According to data from satellites, the severe earthquakes may also have long-term geological consequences. “There appears to have been significant subsidence in the coastal town of Iskenderun, causing flooding, while the quake has put many hills across the country at serious risk of landslides,” the European Space Agency said. The broadcaster NTV reported last week that buildings in the Turkish coastal city had to be evacuated because of flooded streets.

In the early morning of February 6, the first 7.7-magnitude tremor shook the Turkish-Syrian border region, followed hours later by a second 7.6-magnitude tremor. Since then there have been more than 2,400 aftershocks. Ten provinces are affected in Turkey, where a three-month state of emergency has now been in force. More than a hundred thousand volunteers traveled to the earthquake region to help. Some of them have since returned home, including several German search and rescue teams.

Around 50 experts from the Federal Agency for Technical Relief (THW) returned to Germany on Monday evening. The members of the so-called rapid deployment unit salvage abroad (Seeba) managed to free two women from the rubble in Turkey together with other rescue workers.

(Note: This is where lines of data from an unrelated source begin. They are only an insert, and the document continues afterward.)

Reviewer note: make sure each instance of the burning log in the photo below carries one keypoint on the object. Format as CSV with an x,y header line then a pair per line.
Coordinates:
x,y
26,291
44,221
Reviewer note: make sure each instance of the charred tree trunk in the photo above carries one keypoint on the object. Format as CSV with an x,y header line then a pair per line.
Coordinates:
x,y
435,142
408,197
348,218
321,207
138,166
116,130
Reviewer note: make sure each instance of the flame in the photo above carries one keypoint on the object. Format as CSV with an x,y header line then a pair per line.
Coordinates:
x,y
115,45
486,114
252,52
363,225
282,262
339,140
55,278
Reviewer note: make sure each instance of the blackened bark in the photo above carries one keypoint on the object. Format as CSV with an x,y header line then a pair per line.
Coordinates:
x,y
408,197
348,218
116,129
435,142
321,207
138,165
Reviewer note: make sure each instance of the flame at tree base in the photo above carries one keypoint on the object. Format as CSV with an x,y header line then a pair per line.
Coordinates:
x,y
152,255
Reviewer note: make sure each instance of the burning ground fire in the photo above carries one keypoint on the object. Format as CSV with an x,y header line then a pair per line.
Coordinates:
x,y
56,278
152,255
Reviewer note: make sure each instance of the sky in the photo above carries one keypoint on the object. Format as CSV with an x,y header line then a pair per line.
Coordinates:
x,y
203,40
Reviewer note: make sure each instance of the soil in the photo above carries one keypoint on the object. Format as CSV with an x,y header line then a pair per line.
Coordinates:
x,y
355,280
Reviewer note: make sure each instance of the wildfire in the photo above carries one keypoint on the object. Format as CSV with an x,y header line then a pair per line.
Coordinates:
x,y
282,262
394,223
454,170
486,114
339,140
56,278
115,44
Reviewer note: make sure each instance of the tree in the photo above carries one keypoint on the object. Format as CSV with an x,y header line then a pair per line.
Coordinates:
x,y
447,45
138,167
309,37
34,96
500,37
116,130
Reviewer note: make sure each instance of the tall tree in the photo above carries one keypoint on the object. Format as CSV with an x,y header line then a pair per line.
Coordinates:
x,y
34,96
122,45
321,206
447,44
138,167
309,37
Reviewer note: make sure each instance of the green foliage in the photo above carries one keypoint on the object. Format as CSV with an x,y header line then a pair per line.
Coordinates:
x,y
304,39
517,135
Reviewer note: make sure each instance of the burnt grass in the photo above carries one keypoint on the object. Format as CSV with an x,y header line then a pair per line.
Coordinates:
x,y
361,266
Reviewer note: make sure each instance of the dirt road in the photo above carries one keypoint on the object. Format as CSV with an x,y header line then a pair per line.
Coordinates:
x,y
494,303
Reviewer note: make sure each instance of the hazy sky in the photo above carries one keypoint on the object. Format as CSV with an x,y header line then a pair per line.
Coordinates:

According to THW information, the emergency services from Isar Germany also returned to Germany on the same flight. The team had been looking for survivors of the disaster in Turkey together with the rescue dog organization BRH. According to their own statements, the two aid organizations managed to rescue four people alive from the rubble in the past few days. Among them was a 40-year-old woman who was rescued after more than a hundred hours. However, she later succumbed to her injuries.